When I changed physical therapy center, more or less, one month after we arrived, we started thinking about leaving. We were more in sync about the future and even though we knew the new boat paperwork wouldn't arrive before a few weeks, we were more driven to complete maintenance or repairs. We started to have a fighting chance against the mold that was gaining ground inside. We brought the entire cushion cases to the laundry and got new cushions for the interior. Yalçın worked once again on strengthening our ever breaking dinghy. I think it was dead to me at that time, but he didn't loose hope and went for another round of glueing back the bottom to the tube and waterproofing it with heavy quantities of silicone. We sorted out some of our stuff to make a little more room and went through the pain of sending a couple of packages with the post office - an adventure we are not going to forget anytime soon! By this time, we were finally able to walk a little around the rural streets of Pedregal, to exercise my foot here and there. We also finally took the bus, which is always a cool experience given that you see real places were people leave and not just the main roads, and you never really know when you'll end up.
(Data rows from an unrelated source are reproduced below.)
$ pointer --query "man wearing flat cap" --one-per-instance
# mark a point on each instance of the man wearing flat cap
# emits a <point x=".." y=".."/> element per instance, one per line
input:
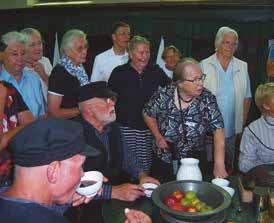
<point x="102" y="132"/>
<point x="48" y="155"/>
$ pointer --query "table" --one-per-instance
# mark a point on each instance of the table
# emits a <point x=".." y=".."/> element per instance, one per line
<point x="113" y="210"/>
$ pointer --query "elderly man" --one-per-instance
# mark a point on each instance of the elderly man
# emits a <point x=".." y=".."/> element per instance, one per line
<point x="25" y="81"/>
<point x="14" y="115"/>
<point x="227" y="78"/>
<point x="48" y="168"/>
<point x="105" y="62"/>
<point x="171" y="55"/>
<point x="101" y="131"/>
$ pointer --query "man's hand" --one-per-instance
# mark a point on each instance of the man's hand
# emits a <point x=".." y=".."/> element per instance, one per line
<point x="78" y="199"/>
<point x="143" y="178"/>
<point x="219" y="170"/>
<point x="127" y="192"/>
<point x="134" y="216"/>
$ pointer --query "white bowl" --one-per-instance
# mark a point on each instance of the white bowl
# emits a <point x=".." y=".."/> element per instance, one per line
<point x="230" y="190"/>
<point x="149" y="188"/>
<point x="93" y="180"/>
<point x="220" y="182"/>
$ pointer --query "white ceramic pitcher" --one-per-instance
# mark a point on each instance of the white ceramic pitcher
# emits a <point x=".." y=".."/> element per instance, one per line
<point x="189" y="170"/>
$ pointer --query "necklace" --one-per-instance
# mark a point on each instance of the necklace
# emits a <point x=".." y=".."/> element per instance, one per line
<point x="180" y="97"/>
<point x="269" y="121"/>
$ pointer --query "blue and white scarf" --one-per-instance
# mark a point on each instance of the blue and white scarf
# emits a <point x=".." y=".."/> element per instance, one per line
<point x="77" y="71"/>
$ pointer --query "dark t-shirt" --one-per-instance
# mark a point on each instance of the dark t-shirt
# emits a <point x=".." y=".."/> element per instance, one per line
<point x="134" y="90"/>
<point x="14" y="104"/>
<point x="63" y="83"/>
<point x="18" y="211"/>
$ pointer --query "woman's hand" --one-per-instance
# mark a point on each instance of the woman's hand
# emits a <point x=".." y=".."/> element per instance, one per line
<point x="135" y="216"/>
<point x="219" y="170"/>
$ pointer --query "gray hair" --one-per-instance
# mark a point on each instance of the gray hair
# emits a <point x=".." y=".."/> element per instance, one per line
<point x="69" y="36"/>
<point x="12" y="37"/>
<point x="137" y="40"/>
<point x="27" y="32"/>
<point x="221" y="33"/>
<point x="264" y="93"/>
<point x="180" y="69"/>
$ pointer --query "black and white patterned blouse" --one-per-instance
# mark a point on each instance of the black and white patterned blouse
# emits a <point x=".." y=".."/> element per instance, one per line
<point x="187" y="128"/>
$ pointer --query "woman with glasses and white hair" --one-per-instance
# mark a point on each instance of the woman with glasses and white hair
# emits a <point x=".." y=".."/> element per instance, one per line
<point x="68" y="76"/>
<point x="257" y="144"/>
<point x="228" y="79"/>
<point x="180" y="116"/>
<point x="34" y="57"/>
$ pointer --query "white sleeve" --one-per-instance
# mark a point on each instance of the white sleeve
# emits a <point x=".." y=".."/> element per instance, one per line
<point x="96" y="74"/>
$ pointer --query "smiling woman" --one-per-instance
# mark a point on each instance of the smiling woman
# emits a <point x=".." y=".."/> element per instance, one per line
<point x="142" y="80"/>
<point x="68" y="75"/>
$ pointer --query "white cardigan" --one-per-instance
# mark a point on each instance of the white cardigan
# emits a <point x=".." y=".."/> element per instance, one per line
<point x="240" y="81"/>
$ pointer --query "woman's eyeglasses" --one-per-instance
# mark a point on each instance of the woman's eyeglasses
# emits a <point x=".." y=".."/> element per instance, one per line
<point x="197" y="80"/>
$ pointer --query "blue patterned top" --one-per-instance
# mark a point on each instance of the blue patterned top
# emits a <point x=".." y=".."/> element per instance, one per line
<point x="187" y="128"/>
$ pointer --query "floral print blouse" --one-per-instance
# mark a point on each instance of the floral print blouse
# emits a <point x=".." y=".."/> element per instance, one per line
<point x="187" y="128"/>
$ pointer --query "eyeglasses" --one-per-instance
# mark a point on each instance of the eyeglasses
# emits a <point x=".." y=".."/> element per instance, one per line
<point x="123" y="33"/>
<point x="197" y="80"/>
<point x="32" y="45"/>
<point x="229" y="44"/>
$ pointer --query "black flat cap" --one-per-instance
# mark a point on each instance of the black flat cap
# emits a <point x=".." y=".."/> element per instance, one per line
<point x="48" y="140"/>
<point x="96" y="89"/>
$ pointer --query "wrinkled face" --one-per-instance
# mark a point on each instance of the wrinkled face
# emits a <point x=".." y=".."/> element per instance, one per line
<point x="171" y="59"/>
<point x="192" y="73"/>
<point x="121" y="37"/>
<point x="140" y="56"/>
<point x="14" y="58"/>
<point x="69" y="175"/>
<point x="269" y="107"/>
<point x="34" y="47"/>
<point x="103" y="110"/>
<point x="77" y="52"/>
<point x="228" y="46"/>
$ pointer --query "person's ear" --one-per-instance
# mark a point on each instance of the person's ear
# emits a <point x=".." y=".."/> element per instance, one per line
<point x="113" y="36"/>
<point x="67" y="51"/>
<point x="53" y="171"/>
<point x="266" y="106"/>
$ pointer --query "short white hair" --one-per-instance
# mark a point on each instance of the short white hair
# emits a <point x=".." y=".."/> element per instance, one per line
<point x="221" y="33"/>
<point x="13" y="37"/>
<point x="27" y="32"/>
<point x="68" y="38"/>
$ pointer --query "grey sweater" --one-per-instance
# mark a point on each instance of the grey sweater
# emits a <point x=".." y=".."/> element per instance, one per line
<point x="257" y="145"/>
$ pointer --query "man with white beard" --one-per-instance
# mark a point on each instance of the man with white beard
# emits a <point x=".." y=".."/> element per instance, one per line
<point x="97" y="108"/>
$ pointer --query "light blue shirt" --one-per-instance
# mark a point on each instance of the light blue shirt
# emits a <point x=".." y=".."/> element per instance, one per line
<point x="226" y="98"/>
<point x="30" y="88"/>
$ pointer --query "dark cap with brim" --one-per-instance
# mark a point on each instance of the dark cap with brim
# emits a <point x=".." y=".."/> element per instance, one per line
<point x="96" y="89"/>
<point x="48" y="140"/>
Eventually, after the holidays of November, the month of the nation in Panama and Thanksgiving in the US, we finally got our Deleware paperwork, which meant the long awaiting cruising permit and being free to leave. It took us a couple of days to get actually ready, with Yalçın kayaking water jugs and then diesel back and forth, two rounds of provisioning and a last Libanese restaurant to say goodbye to this city we didn't really like but we were still somewhat sad to leave.